Prosecutors say a sort of insanity defense could be in the works for the dance teacher accused of killing two Tampa children.

By CANDACE RONDEAUX, Times Staff Writer
Published June 17, 2005

TAMPA - Clues to a possible defense strategy for Jennifer Porter emerged during a brief but tense exchange between a prosecutor and a defense attorney Thursday.

Porter, 29, is charged with leaving the scene of an accident in a hit-and-run crash that killed two young boys in Tampa. Defense attorneys for the dance teacher told Hillsborough Circuit Judge E. Lamar Battles they're on track with their preparations for Porter's trial in October.

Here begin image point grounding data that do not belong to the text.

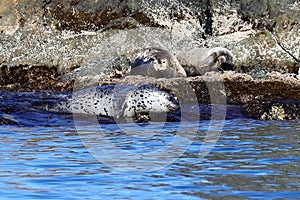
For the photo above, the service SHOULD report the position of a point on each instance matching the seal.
(117, 101)
(198, 61)
(157, 63)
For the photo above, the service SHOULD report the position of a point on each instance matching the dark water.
(48, 156)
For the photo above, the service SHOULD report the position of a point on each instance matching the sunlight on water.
(251, 159)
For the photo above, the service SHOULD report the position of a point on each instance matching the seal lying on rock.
(158, 63)
(117, 101)
(198, 61)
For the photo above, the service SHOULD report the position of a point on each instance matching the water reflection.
(252, 159)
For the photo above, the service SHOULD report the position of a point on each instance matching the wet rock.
(41, 41)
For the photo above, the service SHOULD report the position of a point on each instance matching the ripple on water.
(48, 160)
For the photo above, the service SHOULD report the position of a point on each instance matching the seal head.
(157, 63)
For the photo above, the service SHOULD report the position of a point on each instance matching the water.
(45, 156)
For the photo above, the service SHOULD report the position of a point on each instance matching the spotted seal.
(157, 62)
(198, 61)
(117, 101)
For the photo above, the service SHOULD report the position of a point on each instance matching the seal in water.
(198, 61)
(157, 63)
(117, 101)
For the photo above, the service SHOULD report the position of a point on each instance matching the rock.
(42, 41)
(198, 61)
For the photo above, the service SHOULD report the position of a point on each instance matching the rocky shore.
(65, 45)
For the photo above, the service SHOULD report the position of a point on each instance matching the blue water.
(50, 156)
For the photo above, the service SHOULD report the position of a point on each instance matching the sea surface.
(58, 156)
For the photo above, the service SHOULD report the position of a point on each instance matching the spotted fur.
(117, 101)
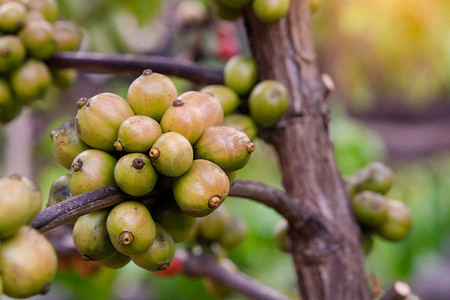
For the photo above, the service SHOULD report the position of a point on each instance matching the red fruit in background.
(228, 44)
(175, 268)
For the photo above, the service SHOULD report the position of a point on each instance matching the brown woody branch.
(206, 266)
(77, 206)
(119, 63)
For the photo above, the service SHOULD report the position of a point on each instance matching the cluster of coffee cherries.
(390, 219)
(29, 34)
(28, 262)
(157, 142)
(268, 100)
(266, 11)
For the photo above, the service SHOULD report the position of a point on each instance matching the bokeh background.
(390, 62)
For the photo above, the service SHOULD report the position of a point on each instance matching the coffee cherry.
(159, 255)
(135, 175)
(66, 35)
(228, 98)
(268, 102)
(151, 94)
(66, 144)
(12, 16)
(12, 52)
(202, 189)
(37, 36)
(99, 118)
(397, 224)
(90, 170)
(208, 105)
(172, 154)
(131, 228)
(185, 119)
(241, 74)
(91, 238)
(30, 81)
(228, 147)
(270, 10)
(137, 134)
(370, 208)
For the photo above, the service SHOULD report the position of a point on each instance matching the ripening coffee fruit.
(135, 175)
(29, 264)
(66, 144)
(91, 238)
(268, 102)
(151, 94)
(137, 134)
(269, 10)
(99, 118)
(59, 191)
(37, 36)
(235, 3)
(12, 16)
(159, 255)
(202, 189)
(370, 208)
(185, 119)
(397, 224)
(167, 213)
(172, 154)
(228, 98)
(131, 227)
(12, 52)
(30, 81)
(209, 106)
(227, 147)
(241, 74)
(90, 170)
(375, 177)
(66, 35)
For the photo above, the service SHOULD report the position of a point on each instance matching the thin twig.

Hillsborough County Assistant State Attorney Kim Seace accused Porter's attorneys of dragging their feet on producing a list of expert witnesses who could be called in the case. Making reference to a doctor from Boston who had been called as a witness, Seace said Porter's defense team could try to mount "some sort of mental health, almost insanity defense."

"Not a single one of their experts is in (the witness list), which is going to make it impossible for me to prepare for this case," Seace said.

Lyann Goudie, co-counsel in Porter's defense, dismissed the suggestion, saying that it's not uncommon for attorneys to question potential witnesses past the deadline set for trial preparations.

"Nobody's planning on surprising the state or sandbagging the state," Goudie said.

Porter was arrested last spring, after eyewitnesses told investigators they saw a silver Toyota Echo matching the description of her car hit four children in North Tampa. Bryant Wilkins, 13, his sister Aquina, now 9, and their brothers Durontae Caldwell, 3, and LaJuan Davis, now 3, were crossing at 22nd Street and 142nd Avenue on the evening of March 31, 2004, when they were hit. Bryant and Durontae died the same day.

Barry Cohen, Porter's lead defense attorney in the case, would not comment on whether he has outlined a mental health defense.

"We have and will continue to comply with all procedural requirements of the law," Cohen said in a statement issued through a spokesman.